The PFS benefit associated with durvalumab was consistent across all prespecified subgroups, as defined according to patient demographic characteristics, baseline clinicopathologic features, and response to previous treatment. The PFS benefit held irrespective of PD-L1 expression before chemoradiotherapy. The HR was 0.59 (95% CI, 0.43-0.82) for patients with a PD-L1 expression level of <25%, and the HR was 0.41 (95% CI, 0.26-0.65) for patients with a PD-L1 expression level of ≥25%.

Objective response rate, as assessed by blinded independent central review, was also significantly higher with durvalumab (28.4% vs 16.0%; P <.001). Of the patients who had a response to durvalumab, 72.8% had an ongoing response at both 12 and 18 months as compared with 56.1% and 46.8%, respectively, in the placebo arm.

Just 16.5% of patients in the durvalumab group experienced disease progression compared with 27.7% of the placebo group (P <.001).

Nearly all patients in both groups, 96.8% for durvalumab and 94.9% for placebo, experienced adverse events (AEs) of any cause and grade. Grade 3/4 AEs were slightly more common with durvalumab (29.9% vs 26.1%). Pneumonia was the most common grade 3/4 AE, and was observed in 4.4% of patients in the durvalumab group and 3.8% of patients in the placebo group.

AEs caused discontinuations in 15.4% of patients in the durvalumab group and 9.8% of patients in the placebo group.
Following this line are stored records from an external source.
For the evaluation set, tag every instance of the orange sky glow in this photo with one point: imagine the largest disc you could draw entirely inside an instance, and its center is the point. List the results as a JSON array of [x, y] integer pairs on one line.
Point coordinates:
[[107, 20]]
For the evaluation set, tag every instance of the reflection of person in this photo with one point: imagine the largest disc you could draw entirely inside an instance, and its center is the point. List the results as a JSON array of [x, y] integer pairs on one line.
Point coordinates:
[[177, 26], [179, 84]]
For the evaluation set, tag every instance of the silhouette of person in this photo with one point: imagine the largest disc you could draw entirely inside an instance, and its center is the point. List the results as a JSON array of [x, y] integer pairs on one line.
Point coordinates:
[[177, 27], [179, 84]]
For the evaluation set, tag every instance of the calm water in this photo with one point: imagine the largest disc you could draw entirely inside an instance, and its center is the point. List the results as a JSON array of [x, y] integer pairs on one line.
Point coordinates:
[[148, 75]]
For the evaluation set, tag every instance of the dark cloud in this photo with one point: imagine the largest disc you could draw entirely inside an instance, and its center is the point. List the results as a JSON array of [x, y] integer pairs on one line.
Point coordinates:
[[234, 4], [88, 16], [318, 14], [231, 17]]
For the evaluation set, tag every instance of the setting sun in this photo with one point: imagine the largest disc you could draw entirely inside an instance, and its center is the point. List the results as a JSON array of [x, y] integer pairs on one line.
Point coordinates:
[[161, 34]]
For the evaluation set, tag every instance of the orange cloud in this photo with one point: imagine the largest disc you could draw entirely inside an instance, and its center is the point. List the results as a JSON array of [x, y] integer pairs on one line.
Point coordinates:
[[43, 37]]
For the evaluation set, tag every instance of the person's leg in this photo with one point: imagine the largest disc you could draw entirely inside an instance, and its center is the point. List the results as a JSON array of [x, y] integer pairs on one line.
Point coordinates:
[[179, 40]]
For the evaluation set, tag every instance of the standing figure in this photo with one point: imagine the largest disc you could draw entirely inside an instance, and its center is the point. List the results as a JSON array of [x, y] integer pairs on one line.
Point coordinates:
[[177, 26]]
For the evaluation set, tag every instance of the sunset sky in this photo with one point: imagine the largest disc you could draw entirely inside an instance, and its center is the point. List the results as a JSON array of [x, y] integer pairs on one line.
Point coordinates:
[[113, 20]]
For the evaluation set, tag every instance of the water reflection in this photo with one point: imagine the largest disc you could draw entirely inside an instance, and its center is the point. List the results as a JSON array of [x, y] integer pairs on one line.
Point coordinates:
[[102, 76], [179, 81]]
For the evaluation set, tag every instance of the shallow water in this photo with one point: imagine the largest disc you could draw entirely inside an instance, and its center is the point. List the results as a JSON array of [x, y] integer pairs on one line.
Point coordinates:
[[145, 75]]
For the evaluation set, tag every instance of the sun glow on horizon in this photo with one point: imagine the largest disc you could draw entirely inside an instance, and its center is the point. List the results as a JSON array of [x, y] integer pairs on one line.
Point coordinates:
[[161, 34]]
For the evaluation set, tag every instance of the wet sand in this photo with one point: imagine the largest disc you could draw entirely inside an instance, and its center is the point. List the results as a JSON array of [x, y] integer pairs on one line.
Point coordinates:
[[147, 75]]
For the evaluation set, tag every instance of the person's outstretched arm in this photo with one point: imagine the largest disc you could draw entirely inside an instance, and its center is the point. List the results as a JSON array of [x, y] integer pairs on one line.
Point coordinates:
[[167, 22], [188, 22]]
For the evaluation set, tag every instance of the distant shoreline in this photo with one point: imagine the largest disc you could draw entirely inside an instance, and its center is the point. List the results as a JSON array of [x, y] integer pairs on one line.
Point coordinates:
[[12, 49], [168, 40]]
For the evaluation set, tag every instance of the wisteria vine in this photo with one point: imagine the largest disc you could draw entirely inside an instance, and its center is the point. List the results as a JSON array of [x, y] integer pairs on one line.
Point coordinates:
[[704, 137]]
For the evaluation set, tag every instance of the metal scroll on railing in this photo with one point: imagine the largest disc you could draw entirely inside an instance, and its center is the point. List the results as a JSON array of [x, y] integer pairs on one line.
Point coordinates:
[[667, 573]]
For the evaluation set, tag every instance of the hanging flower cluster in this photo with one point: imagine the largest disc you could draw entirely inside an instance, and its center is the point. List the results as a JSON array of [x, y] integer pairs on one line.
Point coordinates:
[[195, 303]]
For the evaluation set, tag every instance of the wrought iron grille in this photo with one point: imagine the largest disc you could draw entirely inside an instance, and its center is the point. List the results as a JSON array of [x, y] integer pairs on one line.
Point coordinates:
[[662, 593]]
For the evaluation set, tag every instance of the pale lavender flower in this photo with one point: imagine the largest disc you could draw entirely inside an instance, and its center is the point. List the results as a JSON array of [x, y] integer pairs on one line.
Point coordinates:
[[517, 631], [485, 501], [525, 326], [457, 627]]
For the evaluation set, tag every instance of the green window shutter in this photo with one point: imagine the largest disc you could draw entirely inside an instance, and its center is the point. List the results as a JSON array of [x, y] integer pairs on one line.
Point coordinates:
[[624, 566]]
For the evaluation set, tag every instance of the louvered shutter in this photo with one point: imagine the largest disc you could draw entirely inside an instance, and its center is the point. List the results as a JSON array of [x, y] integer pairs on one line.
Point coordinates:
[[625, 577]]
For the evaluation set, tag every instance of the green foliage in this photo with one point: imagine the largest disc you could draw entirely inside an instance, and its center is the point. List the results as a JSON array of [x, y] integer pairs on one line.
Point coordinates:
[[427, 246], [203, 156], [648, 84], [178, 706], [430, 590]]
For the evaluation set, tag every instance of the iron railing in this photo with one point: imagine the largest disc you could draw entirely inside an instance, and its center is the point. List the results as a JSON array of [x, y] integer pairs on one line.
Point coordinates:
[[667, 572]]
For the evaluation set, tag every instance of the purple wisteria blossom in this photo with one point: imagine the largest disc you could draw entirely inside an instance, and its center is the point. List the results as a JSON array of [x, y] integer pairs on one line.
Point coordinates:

About 29% of patients in the durvalumab group experienced serious AEs compared with 22.6% of the placebo arm.

The most frequent AEs leading to discontinuation were pneumonitis or radiation pneumonitis and pneumonia in both groups. One-third of patients assigned to durvalumab experienced any-grade pneumonitis or radiation pneumonitis compared with 24.8% in the placebo group. Grade 3/4 pneumonitis or radiation pneumonitis occurred in 3.4% of the durvalumab group and 2.6% of the placebo group. Deaths due to AEs occurred in 4.4% of patients in the durvalumab group and 5.6% of patients in the placebo group.
Antonia SJ, Villegas A, Daniel D, et al. Durvalumab after chemoradiotherapy in stage III non–small-cell lung cancer. N Engl J Med. 2017;377(20):1919-1929 doi: 10.1056/NEJMoa1709937.